La question qu'il soulève,surtout à partir de l'installation des Burgondes, moins raffinés que les Wisigoths, c'est celle de la survie de sa culture. "Viendra un jour où la seule preuve de noblesse qui subsistera sera de connaître les lettres", dit-il.

Quel rapport avec mon bouquin ? Eh bien une idée ne suffit pas à faire un roman, ni même deux idées. Raconter la vie d'un personnages un peu obscur, reconstituer son monde, éclairer l'origine d'une légende, c'est une base, mais la question qui se pose alors est "pourquoi faire ?" 

En fait, la réponse vient parfois d'elle-même, au fil de la rédaction, à mesure que les caractères des personnages s'affinent et qu'on rentre dans les profondeurs du travail. Ces inquiétudes qui hantent Sidoine, ce sont aussi celles d'Uther. Moins raffiné que son contemporain, moins intellectuel, aussi, le chef breton se trouve dans une situation similaire, mais encore plus tendue. Par quoi remplacer l'ordre romain qui, chez lui, a déjà complètement disparu, dont il n'est lui-même qu'une sorte de fossile, de traînée résiduelle ? S'il parvient à cerner le problème, il n'est pas en capacité d'y répondre, et peut-être est-ce là la raison de son échec. Le modèle dont il est issu est visiblement obsolète, mais il manque d'imagination pour le remplacer. Il n'est dès lors que dans la réaction, et il finit fatalement par être débordé.
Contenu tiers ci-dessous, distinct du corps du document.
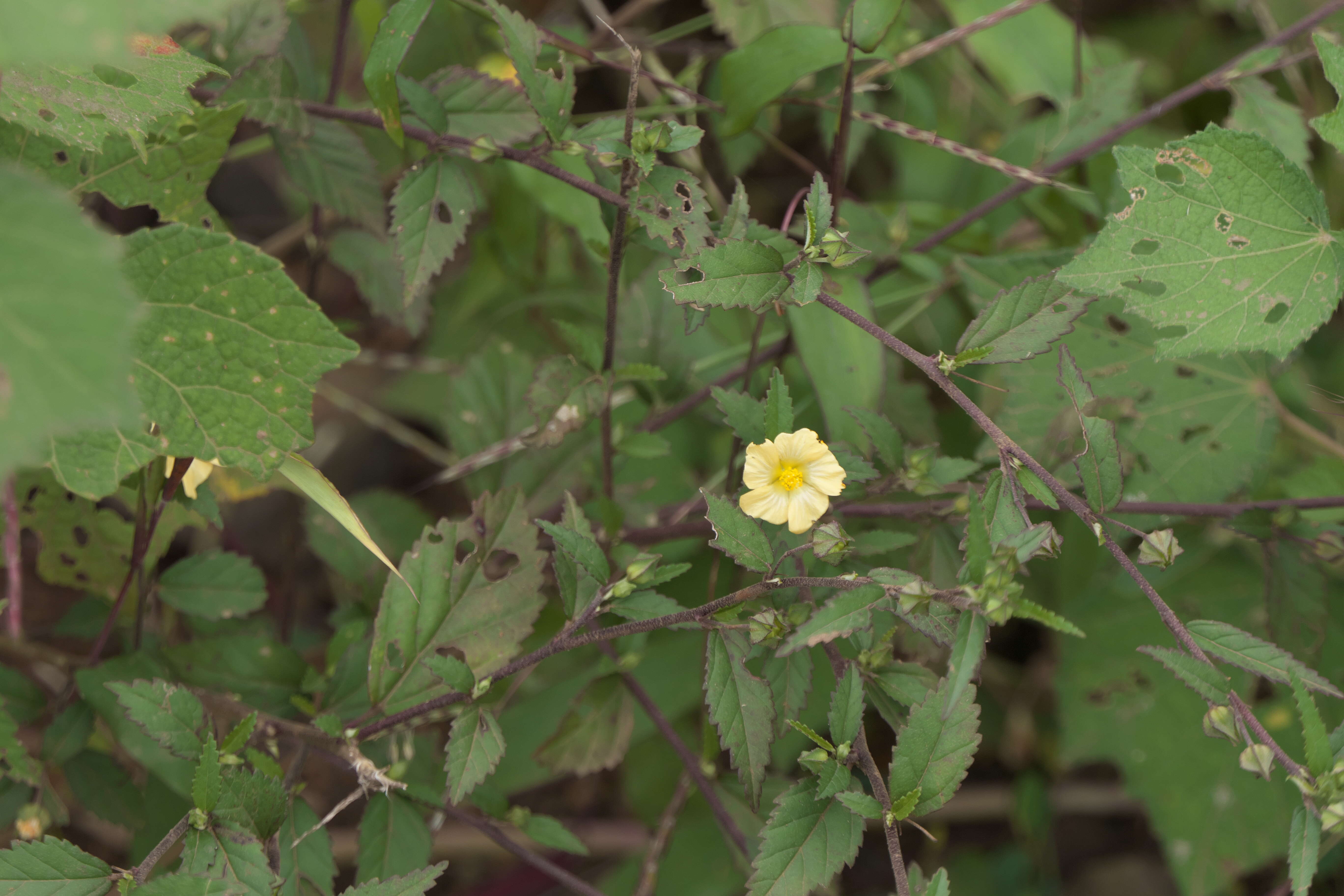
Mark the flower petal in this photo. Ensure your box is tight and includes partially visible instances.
[789,484,831,535]
[742,439,780,489]
[738,485,790,525]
Dans L'Ancelot avançait en armes, l'ordre a été rétabli par le fils d'Uther, mais les conséquences de ce nouveau modèle sont encore floues. Ambrosius, le "dernier romain", évoque en passant ces changements. Produit de l'ancien monde, il constate que son savoir n'est plus pertinent. Entre-temps, Rome a définitivement chuté et son modèle est moins qu'un souvenir, ce dont ce personnage était parfaitement conscient, avant même tous les autres.

Dans mon troisième tome, j'avance encore dans le temps et la légende. Et je dois moi aussi me poser toutes sortes de questions. Lesquelles émergeront ? Je n'en ai encore qu'une idée vague.

En attendant, je continue à accumuler des notes.